Does the “social radio” market — which features well-established players like Pandora and Last.fm — need another entrant?

The gang behind Jango seem to think so. The site, which has been in beta for the past few months, opened up for full access Monday, and says it has 70,000 users already. Co-founder and CEO Dan Kaufman is the former CEO of Dash, a mobile-shopping startup that flamed out in 2001 (not that we should hold that against him, of course).

microphone.gifI have to say one thing about Jango.com: it’s pretty simple to use. When you hit the site you get a search box and a list of “stations.” You can choose a station, which is a pre-mixed selection of artists, or you can type in an artist’s name — at which point you are taken to a user page, without even having to sign up (you can create an account from the user page by just typing in your email and a password). My page is here. By choosing an artist’s name you effectively create a “station” based around them, which can made up solely of that artist, or artists that are similar. Jango suggests musicians and bands that it thinks you might like based on your choice, and then you get to choose from Jango’s list and add that artist to your station — or you can type in your own choice and add that. And that’s about it. You can click to buy a track through Amazon, and you can see who else is listening to a particular artist or station.

The site doesn’t have some things that Last.fm and Pandora do. It doesn’t have a widget, for example (like the one I have in my sidebar), although the company said that’s coming. But it is far easier to figure out and use than Last.fm, I think, which I find confusing and non-intuitive. And when it gets right down to it, one of the keys to such a site is the music recommendation part: in other words, how does it do in terms of suggesting related songs or artists you might want to listen to?

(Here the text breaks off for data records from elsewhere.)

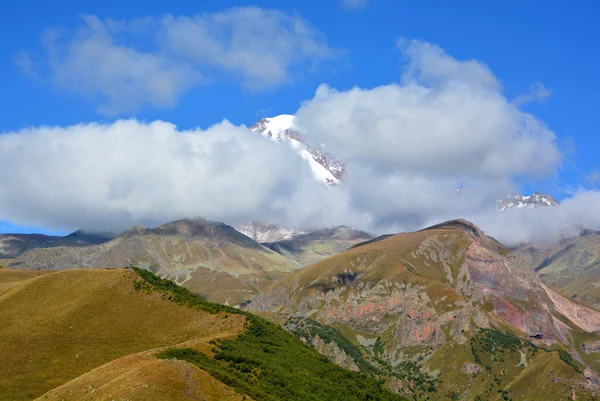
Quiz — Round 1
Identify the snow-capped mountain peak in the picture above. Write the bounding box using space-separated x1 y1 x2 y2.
236 221 304 243
496 192 559 211
250 114 300 142
250 114 346 186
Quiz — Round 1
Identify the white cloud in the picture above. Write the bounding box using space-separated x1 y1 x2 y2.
585 171 600 186
513 82 552 106
0 38 600 244
340 0 368 10
0 120 328 231
29 7 339 115
396 38 501 91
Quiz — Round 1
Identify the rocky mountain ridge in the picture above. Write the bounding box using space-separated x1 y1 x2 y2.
0 230 114 259
250 114 346 186
10 219 295 304
248 220 600 399
496 192 559 212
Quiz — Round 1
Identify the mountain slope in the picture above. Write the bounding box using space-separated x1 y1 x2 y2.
250 114 346 186
263 226 373 267
10 219 293 304
496 192 559 212
515 231 600 309
0 269 245 401
236 221 304 243
0 269 402 401
0 231 112 261
248 220 600 400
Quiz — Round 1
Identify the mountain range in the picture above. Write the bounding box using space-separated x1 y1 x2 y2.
0 219 600 400
250 114 346 186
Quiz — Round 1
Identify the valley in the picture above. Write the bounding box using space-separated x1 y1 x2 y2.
0 219 600 400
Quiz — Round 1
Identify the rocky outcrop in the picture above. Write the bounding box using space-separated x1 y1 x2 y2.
10 219 294 305
248 220 600 388
311 335 360 372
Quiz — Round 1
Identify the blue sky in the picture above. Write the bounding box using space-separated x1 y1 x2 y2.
0 0 600 236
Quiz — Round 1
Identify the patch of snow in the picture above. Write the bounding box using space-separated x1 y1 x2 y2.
250 114 345 186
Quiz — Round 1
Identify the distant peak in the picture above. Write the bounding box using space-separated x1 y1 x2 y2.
421 219 485 237
496 192 559 211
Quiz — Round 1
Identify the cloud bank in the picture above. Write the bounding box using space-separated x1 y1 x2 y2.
340 0 368 11
5 39 600 245
23 7 339 115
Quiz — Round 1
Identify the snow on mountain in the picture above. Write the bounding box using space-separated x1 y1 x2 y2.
496 192 559 212
236 221 304 243
250 114 346 186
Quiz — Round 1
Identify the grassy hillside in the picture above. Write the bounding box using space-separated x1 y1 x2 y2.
0 269 402 401
37 352 251 401
0 269 245 401
131 269 403 401
515 232 600 309
263 226 373 267
248 221 600 400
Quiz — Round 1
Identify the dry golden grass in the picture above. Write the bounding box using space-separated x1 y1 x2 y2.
0 269 245 401
0 268 50 293
273 227 468 295
37 340 250 401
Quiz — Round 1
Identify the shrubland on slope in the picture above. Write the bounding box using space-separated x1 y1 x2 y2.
248 220 600 400
10 219 296 305
263 226 374 267
515 230 600 309
0 269 402 401
0 231 112 258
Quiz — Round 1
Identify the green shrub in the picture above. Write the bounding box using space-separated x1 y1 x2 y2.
134 268 404 401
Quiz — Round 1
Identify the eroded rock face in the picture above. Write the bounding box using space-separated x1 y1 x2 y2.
581 341 600 355
460 362 483 375
311 336 360 372
249 221 600 364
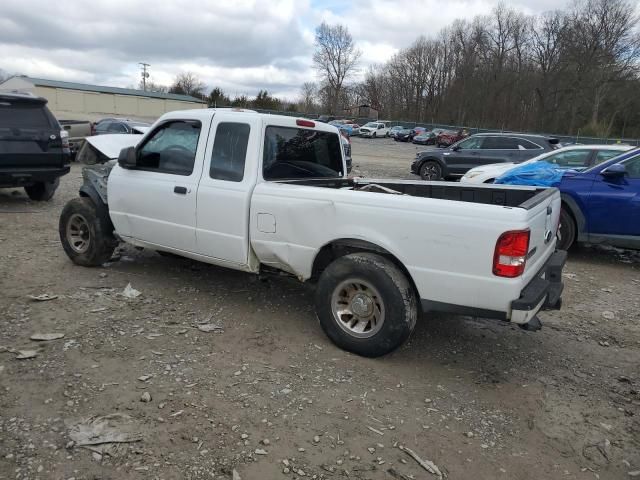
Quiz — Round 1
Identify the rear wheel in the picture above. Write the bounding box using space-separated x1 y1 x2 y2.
24 178 60 202
556 208 576 250
316 253 418 357
58 197 118 267
420 160 442 181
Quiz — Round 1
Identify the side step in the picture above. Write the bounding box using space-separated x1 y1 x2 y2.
520 315 542 332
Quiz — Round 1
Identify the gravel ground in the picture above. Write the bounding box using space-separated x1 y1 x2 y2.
0 139 640 480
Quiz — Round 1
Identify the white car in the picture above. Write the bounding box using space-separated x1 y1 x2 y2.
360 122 391 138
59 109 566 356
460 145 633 183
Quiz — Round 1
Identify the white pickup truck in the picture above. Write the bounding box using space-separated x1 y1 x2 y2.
59 109 566 356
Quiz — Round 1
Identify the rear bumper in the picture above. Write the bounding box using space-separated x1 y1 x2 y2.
0 165 71 187
510 250 567 325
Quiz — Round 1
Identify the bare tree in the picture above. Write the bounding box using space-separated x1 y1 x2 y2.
313 22 362 113
300 82 318 113
169 72 205 98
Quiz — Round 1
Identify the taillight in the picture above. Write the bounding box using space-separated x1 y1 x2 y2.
493 230 530 278
60 130 69 148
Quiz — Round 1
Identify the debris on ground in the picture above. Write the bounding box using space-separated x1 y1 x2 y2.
16 350 38 360
29 333 64 342
198 323 224 333
68 413 142 456
27 293 58 302
398 445 442 478
121 283 142 298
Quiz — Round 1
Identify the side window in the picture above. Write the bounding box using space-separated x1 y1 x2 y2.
593 150 624 165
624 156 640 178
138 120 200 176
484 137 520 150
544 150 591 168
518 138 542 150
209 123 251 182
96 122 112 132
458 137 488 150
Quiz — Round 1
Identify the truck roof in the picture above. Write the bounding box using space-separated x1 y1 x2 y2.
159 108 340 135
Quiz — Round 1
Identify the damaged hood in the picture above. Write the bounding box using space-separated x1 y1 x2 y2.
85 133 142 158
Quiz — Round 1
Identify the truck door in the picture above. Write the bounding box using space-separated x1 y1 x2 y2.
196 113 262 265
109 120 206 252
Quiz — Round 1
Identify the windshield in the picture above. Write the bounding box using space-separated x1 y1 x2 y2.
262 127 343 180
584 148 640 172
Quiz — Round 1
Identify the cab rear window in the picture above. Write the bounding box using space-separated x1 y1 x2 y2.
262 126 343 180
0 101 51 129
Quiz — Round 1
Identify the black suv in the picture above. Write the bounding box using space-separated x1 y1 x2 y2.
0 93 71 200
411 133 558 180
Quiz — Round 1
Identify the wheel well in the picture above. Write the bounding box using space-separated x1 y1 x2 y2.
311 238 420 304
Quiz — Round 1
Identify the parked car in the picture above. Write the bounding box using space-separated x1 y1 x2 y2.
436 129 469 147
360 122 391 138
93 118 151 135
59 109 566 357
497 148 640 249
411 130 437 145
460 145 633 183
393 128 413 142
389 125 404 137
0 93 71 201
411 133 558 180
58 120 93 158
338 122 360 137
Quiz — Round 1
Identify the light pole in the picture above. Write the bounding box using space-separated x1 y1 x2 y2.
138 62 151 92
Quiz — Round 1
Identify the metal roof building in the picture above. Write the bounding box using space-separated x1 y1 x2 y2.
0 76 207 121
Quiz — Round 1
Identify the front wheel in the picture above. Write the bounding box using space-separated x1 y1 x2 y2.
58 197 118 267
420 160 442 181
556 208 576 250
315 253 418 357
24 178 60 202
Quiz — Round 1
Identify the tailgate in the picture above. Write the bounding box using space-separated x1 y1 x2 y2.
522 188 561 283
0 99 66 170
0 128 65 170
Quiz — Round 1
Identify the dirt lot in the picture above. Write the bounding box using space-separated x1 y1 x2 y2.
0 139 640 480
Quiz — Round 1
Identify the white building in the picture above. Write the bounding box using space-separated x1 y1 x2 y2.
0 76 207 121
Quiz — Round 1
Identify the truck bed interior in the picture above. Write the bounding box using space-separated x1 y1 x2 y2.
281 178 555 209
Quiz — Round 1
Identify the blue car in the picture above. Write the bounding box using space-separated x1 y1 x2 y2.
555 148 640 250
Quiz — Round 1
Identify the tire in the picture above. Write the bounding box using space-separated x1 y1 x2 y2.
556 208 576 250
315 252 418 357
24 178 60 202
58 197 118 267
420 160 442 181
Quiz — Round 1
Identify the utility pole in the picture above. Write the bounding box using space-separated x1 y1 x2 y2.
138 62 151 92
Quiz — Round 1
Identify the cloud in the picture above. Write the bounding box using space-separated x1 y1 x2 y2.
0 0 568 97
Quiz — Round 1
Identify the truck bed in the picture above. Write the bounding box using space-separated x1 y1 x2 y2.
280 178 554 210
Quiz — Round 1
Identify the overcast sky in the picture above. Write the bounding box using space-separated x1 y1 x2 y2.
0 0 568 98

Like others, I’ve found Last.fm and Pandora to be sketchy on that front, particularly with some artists. Jango did not too badly with the few I gave it, although it remains to be seen how it performs over the long term. And when it comes to competing with Pandora at least, Jango has one killer feature: it’s available to Canadians, whereas Pandora is not — it cut off access to Canuck users earlier this year because it hadn’t acquired the appropriate licenses.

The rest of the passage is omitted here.